How do the two forms of representation, Sound and Historical Trace, compare for your ability to know this dynamic system? For example, how do they compare in answering questions like those below?
One question is can you distinguish basins of different lengths? That is, when you press the PERTURB button and listen the sounds and/or look at the twinkling nodes can you count the number of iterations before the pattern repeats?
Another question is Can you tell one basin from another? The Twinkling Nodes will have a unique sequence of patterns for each basin. In contrast the sounds are based on sampling from the system [NOTE 2]. So different basins may or may not produce different sounds in this perceptual system. This, of course, is much like the design of the perceptual systems of living beings.
A final question is Can you track all the basins? Because there are so many basins (1000 at least) it is not likely that you will hear repeat basins. So this experiment is not well defined in this case. It would be better to test a case that has fewer, say 10 or 15 or 20, basins.
NOTE 1. The sound interface is driven by the states of the top row of 15 sensory nodes and will not function if they are not connected. When they are connected, (i.e., when the top row of sensory nodes is taking input from the system), the sounds it outputs depend on the dynamics of the specific nodes that those 15 sensory nodes sample from.

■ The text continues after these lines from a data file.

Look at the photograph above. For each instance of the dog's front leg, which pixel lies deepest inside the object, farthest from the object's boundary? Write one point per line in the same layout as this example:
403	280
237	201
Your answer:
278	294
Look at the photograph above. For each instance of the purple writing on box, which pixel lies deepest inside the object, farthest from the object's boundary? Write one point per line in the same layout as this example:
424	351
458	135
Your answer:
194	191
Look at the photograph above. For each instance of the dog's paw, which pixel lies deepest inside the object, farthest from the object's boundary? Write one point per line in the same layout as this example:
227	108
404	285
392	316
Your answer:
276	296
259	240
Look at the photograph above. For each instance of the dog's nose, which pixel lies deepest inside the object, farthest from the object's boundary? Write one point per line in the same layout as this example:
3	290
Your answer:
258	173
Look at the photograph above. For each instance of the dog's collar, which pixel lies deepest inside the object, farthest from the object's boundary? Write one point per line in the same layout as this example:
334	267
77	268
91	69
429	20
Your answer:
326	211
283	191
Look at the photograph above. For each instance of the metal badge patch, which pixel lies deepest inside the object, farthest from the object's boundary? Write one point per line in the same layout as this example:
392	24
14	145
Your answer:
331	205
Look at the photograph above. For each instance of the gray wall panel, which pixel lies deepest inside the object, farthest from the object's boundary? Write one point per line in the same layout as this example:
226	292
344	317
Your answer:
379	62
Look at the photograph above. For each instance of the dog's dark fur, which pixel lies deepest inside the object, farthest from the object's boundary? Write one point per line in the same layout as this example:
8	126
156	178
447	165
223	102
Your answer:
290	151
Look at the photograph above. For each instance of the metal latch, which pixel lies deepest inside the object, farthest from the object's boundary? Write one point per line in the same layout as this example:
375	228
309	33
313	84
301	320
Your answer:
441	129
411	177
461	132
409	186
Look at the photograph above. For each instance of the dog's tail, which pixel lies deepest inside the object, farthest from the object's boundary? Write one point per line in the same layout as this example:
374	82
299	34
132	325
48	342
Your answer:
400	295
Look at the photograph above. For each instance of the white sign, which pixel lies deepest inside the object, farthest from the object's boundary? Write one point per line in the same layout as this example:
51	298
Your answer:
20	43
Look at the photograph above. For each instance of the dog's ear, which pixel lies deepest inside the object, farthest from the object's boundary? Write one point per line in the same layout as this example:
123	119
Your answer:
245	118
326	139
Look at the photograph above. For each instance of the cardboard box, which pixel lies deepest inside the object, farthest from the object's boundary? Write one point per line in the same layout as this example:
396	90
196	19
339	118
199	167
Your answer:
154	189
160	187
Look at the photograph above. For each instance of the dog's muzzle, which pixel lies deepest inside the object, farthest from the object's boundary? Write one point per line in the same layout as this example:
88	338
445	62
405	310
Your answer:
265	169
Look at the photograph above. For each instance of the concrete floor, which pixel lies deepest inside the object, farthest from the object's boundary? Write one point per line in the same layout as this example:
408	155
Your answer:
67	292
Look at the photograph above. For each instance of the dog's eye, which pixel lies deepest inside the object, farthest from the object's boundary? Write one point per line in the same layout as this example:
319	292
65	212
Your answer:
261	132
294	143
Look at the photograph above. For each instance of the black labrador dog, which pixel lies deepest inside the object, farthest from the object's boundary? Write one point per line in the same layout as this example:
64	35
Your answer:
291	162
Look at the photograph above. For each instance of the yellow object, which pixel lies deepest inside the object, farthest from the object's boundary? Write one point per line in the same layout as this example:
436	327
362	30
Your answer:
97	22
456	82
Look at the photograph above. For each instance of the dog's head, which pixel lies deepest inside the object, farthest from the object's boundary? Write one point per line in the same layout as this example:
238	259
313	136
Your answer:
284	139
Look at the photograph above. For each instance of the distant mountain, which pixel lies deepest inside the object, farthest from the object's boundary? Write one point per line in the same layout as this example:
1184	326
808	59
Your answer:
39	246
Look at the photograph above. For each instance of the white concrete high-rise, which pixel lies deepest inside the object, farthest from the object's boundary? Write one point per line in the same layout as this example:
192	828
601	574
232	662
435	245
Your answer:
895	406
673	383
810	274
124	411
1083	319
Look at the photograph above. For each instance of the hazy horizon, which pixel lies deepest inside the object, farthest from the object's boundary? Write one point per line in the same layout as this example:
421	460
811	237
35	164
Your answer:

Furthermore, how the sensory system interprets the dynamics it samples depends on the logic of the truth tables for those 15 sensory nodes. A final point about sensory nodes is that they can accept input from other sensory nodes so that you can model sensory networks. The sound patterns that you hear are candidates for emergent patterns that result from the dynamic processes (binary nodes in logical relation to each other) of E42.
The top row of 15 sensory nodes (see Node Frame figure, above) are divided into three subsets of five nodes; each of these subsets outputs to one of three instruments (see figure below, right). [Technically, one node from each subset (the first, sixth, and eleventh node in the row of 15 nodes) determine if the each of the three instruments are silent or voiced on a given iteration. The other four nodes (i.e., 16 bits) determine which of sixteen notes (two octaves) the instrument will play, if voiced.] A sense of cadence is enforced by the fact of movement through discrete iterations. The Sound Frame introduces a substantial delay between iterations to allow notes (or chords) to be voiced long enough to be easily heard.
NOTE 2. That is, there are 64 Nodes in the system and only 15 Sensory Nodes sampling from those 64 Nodes. Each Sensory Node has K=3 inputs; one of these is from itself because all nodes are self-referencing, leaving K=(3-1)=2 inputs to each Sensory Node from the system Nodes. That means that the Sensory Nodes are taking input from 30 system Nodes (15 Sensory Nodes times 2 free inputs for each Sensory Node).